The public sector, meanwhile, is still in relatively good shape in terms of defined benefit plans. But while state and local public employees near retirement might expect a decent payout when they become retirees, plans may have to change for public sector employees in the future. Many states – California and Illinois  in particular come to mind – have started to consider changes to pension plans given massive cash shortfalls and, arguably, overestimation of growth potential in the pensions (to see a list of expected growth rates in public pension plans by state, see here). Some localities, such as San Diego, have already switched city workers over to defined contribution plans instead.

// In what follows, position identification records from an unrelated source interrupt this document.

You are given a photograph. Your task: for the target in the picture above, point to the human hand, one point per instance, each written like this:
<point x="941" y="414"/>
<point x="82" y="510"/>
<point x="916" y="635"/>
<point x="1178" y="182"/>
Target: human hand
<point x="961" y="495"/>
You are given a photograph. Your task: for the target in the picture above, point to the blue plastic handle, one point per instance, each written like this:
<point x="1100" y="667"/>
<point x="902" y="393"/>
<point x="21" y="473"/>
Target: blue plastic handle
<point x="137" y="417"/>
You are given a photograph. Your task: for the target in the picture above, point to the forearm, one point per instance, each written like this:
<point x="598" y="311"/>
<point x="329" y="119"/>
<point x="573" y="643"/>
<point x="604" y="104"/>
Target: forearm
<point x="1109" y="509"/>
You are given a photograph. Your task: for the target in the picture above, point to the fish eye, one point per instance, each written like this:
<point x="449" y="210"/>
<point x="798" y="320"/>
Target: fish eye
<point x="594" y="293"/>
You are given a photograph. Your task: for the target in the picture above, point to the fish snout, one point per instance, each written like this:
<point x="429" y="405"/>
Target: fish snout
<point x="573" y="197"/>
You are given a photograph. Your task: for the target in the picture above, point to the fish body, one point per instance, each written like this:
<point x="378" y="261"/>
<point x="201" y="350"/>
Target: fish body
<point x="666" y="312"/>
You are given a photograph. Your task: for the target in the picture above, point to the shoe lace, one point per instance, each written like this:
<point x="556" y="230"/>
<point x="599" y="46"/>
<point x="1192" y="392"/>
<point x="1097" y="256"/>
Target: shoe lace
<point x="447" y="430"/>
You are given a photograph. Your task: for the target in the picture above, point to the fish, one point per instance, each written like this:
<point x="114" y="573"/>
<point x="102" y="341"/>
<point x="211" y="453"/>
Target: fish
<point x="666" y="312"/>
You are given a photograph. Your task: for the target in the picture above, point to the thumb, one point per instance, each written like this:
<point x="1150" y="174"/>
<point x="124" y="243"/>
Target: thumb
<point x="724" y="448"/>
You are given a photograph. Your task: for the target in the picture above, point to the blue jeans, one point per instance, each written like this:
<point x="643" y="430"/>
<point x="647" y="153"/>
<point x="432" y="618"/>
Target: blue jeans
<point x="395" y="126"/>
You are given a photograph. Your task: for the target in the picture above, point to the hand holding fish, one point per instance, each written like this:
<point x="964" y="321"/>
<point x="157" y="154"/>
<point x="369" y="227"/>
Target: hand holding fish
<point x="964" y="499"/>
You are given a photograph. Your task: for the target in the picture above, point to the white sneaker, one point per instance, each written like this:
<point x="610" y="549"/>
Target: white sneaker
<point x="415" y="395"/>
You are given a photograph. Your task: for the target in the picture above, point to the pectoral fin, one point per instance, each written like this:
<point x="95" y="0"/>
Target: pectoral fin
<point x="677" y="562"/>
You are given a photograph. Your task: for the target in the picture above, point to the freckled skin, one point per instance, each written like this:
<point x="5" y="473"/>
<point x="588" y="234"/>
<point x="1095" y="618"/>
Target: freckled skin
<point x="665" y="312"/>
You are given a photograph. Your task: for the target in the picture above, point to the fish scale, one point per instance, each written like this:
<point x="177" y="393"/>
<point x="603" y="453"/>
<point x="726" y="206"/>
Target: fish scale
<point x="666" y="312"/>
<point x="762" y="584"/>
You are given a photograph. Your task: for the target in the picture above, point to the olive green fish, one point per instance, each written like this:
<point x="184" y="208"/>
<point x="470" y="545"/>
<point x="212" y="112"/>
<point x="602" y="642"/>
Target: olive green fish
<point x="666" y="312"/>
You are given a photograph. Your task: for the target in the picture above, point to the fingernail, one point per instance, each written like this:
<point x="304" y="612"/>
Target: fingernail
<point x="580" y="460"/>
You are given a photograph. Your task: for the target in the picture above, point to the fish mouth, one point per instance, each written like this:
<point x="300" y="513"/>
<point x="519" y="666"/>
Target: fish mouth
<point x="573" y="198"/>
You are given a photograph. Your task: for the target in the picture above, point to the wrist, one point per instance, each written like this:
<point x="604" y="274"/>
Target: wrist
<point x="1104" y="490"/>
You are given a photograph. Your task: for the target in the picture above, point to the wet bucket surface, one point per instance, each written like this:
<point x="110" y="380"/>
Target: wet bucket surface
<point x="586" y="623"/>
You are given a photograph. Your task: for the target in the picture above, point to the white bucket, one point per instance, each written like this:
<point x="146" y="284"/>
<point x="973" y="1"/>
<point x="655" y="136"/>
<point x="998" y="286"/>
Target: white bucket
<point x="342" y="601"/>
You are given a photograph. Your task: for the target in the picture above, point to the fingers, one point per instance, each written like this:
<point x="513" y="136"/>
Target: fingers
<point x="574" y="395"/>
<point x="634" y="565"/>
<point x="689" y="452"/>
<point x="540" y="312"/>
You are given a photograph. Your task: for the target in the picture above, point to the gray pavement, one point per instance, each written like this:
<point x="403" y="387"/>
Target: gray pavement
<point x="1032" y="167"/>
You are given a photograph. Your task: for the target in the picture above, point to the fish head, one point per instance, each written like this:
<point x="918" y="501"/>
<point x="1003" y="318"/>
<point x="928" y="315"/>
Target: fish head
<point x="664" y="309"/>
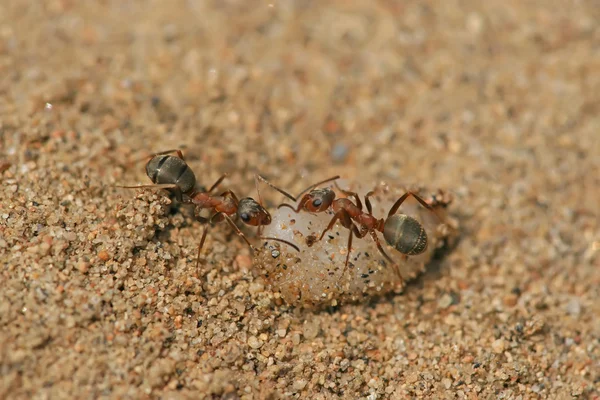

With these obstacles in place, it's not necessarily shocking that Americans are financially underprepared for retirement. More financial planning education, or at least a simple demonstration of the importance of saving, and clear options to all workers may help to better prepare us. But a close look at what we expect from our retirement plans – both in the public sector and the private – is essential, given a general misunderstanding of savings growth and payouts on both ends. It's up to individuals in the private sector to make our own changes, but public sector pensions face quite a host of litigation and regulation to push through.
Most of all, it's concerning that so many Americans seem to think Social Security is a dependable enough program to fund their retirement. The average payout for a retired worker in August was $1,235.63 – hardly enough to sustain oneself through several years of retirement. My generation will need to come to terms with the fact that by the time we retire, SS may simply not be around. But those who are approaching retirement in the near future need to understand – and plan on the fact – that Social Security cannot be their only source of income in their retirement years. They need to start saving, and fast.